Jazz is something special in the world of music. Some are going so far as to consider it more than just music, a way of life. The famous Nina Simone quote “Jazz is not just music, it’s a way of life, it’s a way of being, a way of thinking” resonates through history and makes a statement for itself. Likewise, the lives of many jazz musicians made their own statements, regarding jazz as well.
Here’s a look at jazz and its history and influence.
Jazz is a well-researched subject and it found its roots in the 1920s in New Orleans. While origins of jazz involve interpretation of so many different musical styles by black slaves during a longer period of time, jazz is very much often associated with New Orleans.
New Orleans played a very crucial role in popularizing jazz music, both to Americans and tourists who visited the town from abroad. Many jazz players at the time very extremely poor and were able to play at pretty shady locations like Storyville. That was a red light district in New Orleans, created to regulate the use of drugs and prostitution. Louis Armstrong started his career in Storyville.
The Jazz Age
The 1920-1930s are often considered the Jazz Age. While it was pretty much criticized for most of the time, things took off a bit when Paul Whiteman’s orchestra performed George Gershwin’s Rhapsody in Blue in 1924. It was received positively and many jazz musicians started to get popular after that, most notably Duke Ellington and the above mentioned Louis Armstrong. Armstrong led to the popularization of scat singing during his time with the band Hot Five.
In Europe, Django Reinhardt popularized jazz music combined with gypsy jazz.
Cool jazz saw people like Dave Brubeck, Stan Getz, Chet Baker and Miles Davis come to the scene and turn it upside down. This took off because it was not as aggressive and energetic as bebop, but was rather calm and soothing with longer, more melodic lines.
Jazz as a Way of Life
Jazz takes a lot of dedication as a music genre. Many people dedicate years and years of studying and honing their skills as a musician or composer. Training your skills to be that sharp so that you can improvise takes a lot of time.
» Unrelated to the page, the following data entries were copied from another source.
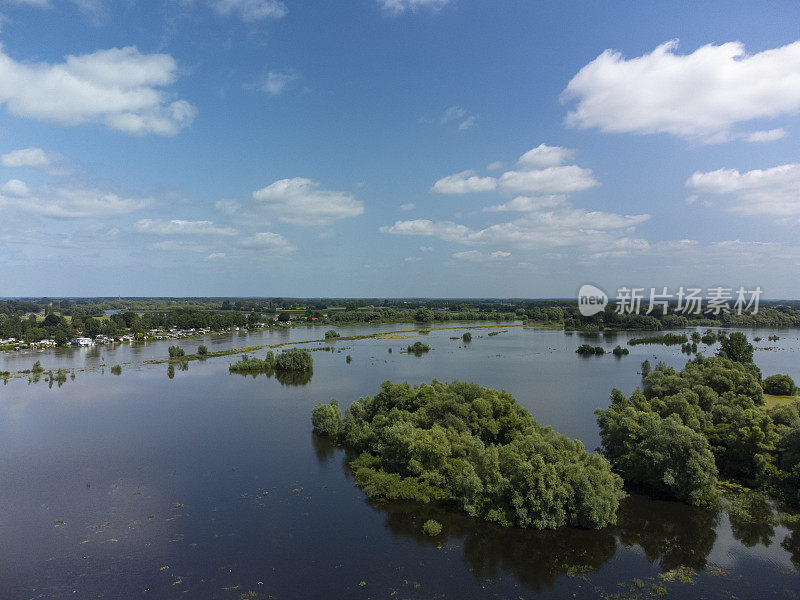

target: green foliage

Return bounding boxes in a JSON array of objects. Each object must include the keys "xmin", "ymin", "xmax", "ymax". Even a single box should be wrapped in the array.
[
  {"xmin": 312, "ymin": 381, "xmax": 624, "ymax": 529},
  {"xmin": 228, "ymin": 351, "xmax": 275, "ymax": 373},
  {"xmin": 406, "ymin": 342, "xmax": 431, "ymax": 356},
  {"xmin": 422, "ymin": 519, "xmax": 442, "ymax": 537},
  {"xmin": 761, "ymin": 375, "xmax": 797, "ymax": 396},
  {"xmin": 717, "ymin": 331, "xmax": 753, "ymax": 363},
  {"xmin": 275, "ymin": 348, "xmax": 314, "ymax": 371},
  {"xmin": 628, "ymin": 333, "xmax": 689, "ymax": 346},
  {"xmin": 575, "ymin": 344, "xmax": 606, "ymax": 356},
  {"xmin": 597, "ymin": 354, "xmax": 800, "ymax": 505},
  {"xmin": 311, "ymin": 399, "xmax": 344, "ymax": 438}
]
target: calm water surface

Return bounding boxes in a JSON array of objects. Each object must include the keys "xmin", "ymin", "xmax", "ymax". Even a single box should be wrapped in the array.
[{"xmin": 0, "ymin": 325, "xmax": 800, "ymax": 599}]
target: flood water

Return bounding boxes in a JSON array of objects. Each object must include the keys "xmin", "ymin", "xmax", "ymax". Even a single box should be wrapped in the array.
[{"xmin": 0, "ymin": 324, "xmax": 800, "ymax": 600}]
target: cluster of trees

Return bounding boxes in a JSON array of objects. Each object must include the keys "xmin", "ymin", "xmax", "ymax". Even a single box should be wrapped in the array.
[
  {"xmin": 406, "ymin": 342, "xmax": 431, "ymax": 356},
  {"xmin": 311, "ymin": 381, "xmax": 624, "ymax": 529},
  {"xmin": 628, "ymin": 333, "xmax": 689, "ymax": 346},
  {"xmin": 596, "ymin": 333, "xmax": 800, "ymax": 506},
  {"xmin": 575, "ymin": 344, "xmax": 606, "ymax": 356}
]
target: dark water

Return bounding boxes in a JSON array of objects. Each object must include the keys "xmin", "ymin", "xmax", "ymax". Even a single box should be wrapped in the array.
[{"xmin": 0, "ymin": 325, "xmax": 800, "ymax": 599}]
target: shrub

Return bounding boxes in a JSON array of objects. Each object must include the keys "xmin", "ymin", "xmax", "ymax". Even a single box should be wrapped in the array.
[
  {"xmin": 275, "ymin": 348, "xmax": 314, "ymax": 371},
  {"xmin": 312, "ymin": 381, "xmax": 624, "ymax": 529},
  {"xmin": 406, "ymin": 342, "xmax": 431, "ymax": 356},
  {"xmin": 422, "ymin": 519, "xmax": 442, "ymax": 537},
  {"xmin": 761, "ymin": 375, "xmax": 797, "ymax": 396},
  {"xmin": 311, "ymin": 400, "xmax": 343, "ymax": 438}
]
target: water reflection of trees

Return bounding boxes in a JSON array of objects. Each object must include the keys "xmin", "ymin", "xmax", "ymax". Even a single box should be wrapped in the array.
[
  {"xmin": 362, "ymin": 492, "xmax": 718, "ymax": 592},
  {"xmin": 232, "ymin": 369, "xmax": 314, "ymax": 385}
]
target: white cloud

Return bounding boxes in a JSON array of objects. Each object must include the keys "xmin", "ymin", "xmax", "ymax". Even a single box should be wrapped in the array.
[
  {"xmin": 686, "ymin": 163, "xmax": 800, "ymax": 216},
  {"xmin": 431, "ymin": 171, "xmax": 497, "ymax": 194},
  {"xmin": 562, "ymin": 40, "xmax": 800, "ymax": 143},
  {"xmin": 242, "ymin": 231, "xmax": 297, "ymax": 256},
  {"xmin": 259, "ymin": 71, "xmax": 297, "ymax": 96},
  {"xmin": 453, "ymin": 250, "xmax": 511, "ymax": 262},
  {"xmin": 516, "ymin": 144, "xmax": 575, "ymax": 169},
  {"xmin": 483, "ymin": 195, "xmax": 567, "ymax": 212},
  {"xmin": 213, "ymin": 0, "xmax": 289, "ymax": 21},
  {"xmin": 499, "ymin": 165, "xmax": 599, "ymax": 194},
  {"xmin": 0, "ymin": 179, "xmax": 30, "ymax": 198},
  {"xmin": 377, "ymin": 0, "xmax": 450, "ymax": 15},
  {"xmin": 742, "ymin": 129, "xmax": 787, "ymax": 144},
  {"xmin": 134, "ymin": 219, "xmax": 237, "ymax": 235},
  {"xmin": 0, "ymin": 46, "xmax": 196, "ymax": 135},
  {"xmin": 0, "ymin": 179, "xmax": 149, "ymax": 218},
  {"xmin": 431, "ymin": 144, "xmax": 599, "ymax": 196},
  {"xmin": 253, "ymin": 177, "xmax": 364, "ymax": 226},
  {"xmin": 0, "ymin": 148, "xmax": 62, "ymax": 171}
]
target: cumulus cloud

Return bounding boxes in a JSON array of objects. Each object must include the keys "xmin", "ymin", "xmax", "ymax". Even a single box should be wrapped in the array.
[
  {"xmin": 259, "ymin": 71, "xmax": 298, "ymax": 96},
  {"xmin": 0, "ymin": 148, "xmax": 60, "ymax": 168},
  {"xmin": 431, "ymin": 171, "xmax": 497, "ymax": 194},
  {"xmin": 0, "ymin": 179, "xmax": 149, "ymax": 218},
  {"xmin": 134, "ymin": 219, "xmax": 237, "ymax": 235},
  {"xmin": 0, "ymin": 46, "xmax": 196, "ymax": 135},
  {"xmin": 453, "ymin": 250, "xmax": 511, "ymax": 262},
  {"xmin": 213, "ymin": 0, "xmax": 289, "ymax": 21},
  {"xmin": 241, "ymin": 231, "xmax": 296, "ymax": 256},
  {"xmin": 431, "ymin": 144, "xmax": 599, "ymax": 195},
  {"xmin": 377, "ymin": 0, "xmax": 451, "ymax": 16},
  {"xmin": 562, "ymin": 40, "xmax": 800, "ymax": 143},
  {"xmin": 686, "ymin": 163, "xmax": 800, "ymax": 216},
  {"xmin": 253, "ymin": 177, "xmax": 364, "ymax": 226}
]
Jazz being mainly oriented towards improvisation, everything revolves around a musician’s skill to sound great. A musician must know their instrument in and out and be familiar with improvisation. Music theory helps, yet not every jazz musician or one that is good at improvisation has a background in music theory or even jazz, for that matter. Paco de Lucia toured with John McLaughlin and Al di Meola for a long time and was not versed in jazz.
A local musician once said that anything can sound good in jazz if you’re confident enough. What he didn’t say, in between the lines is that the confidence to play jazz well takes a lifetime of commitment.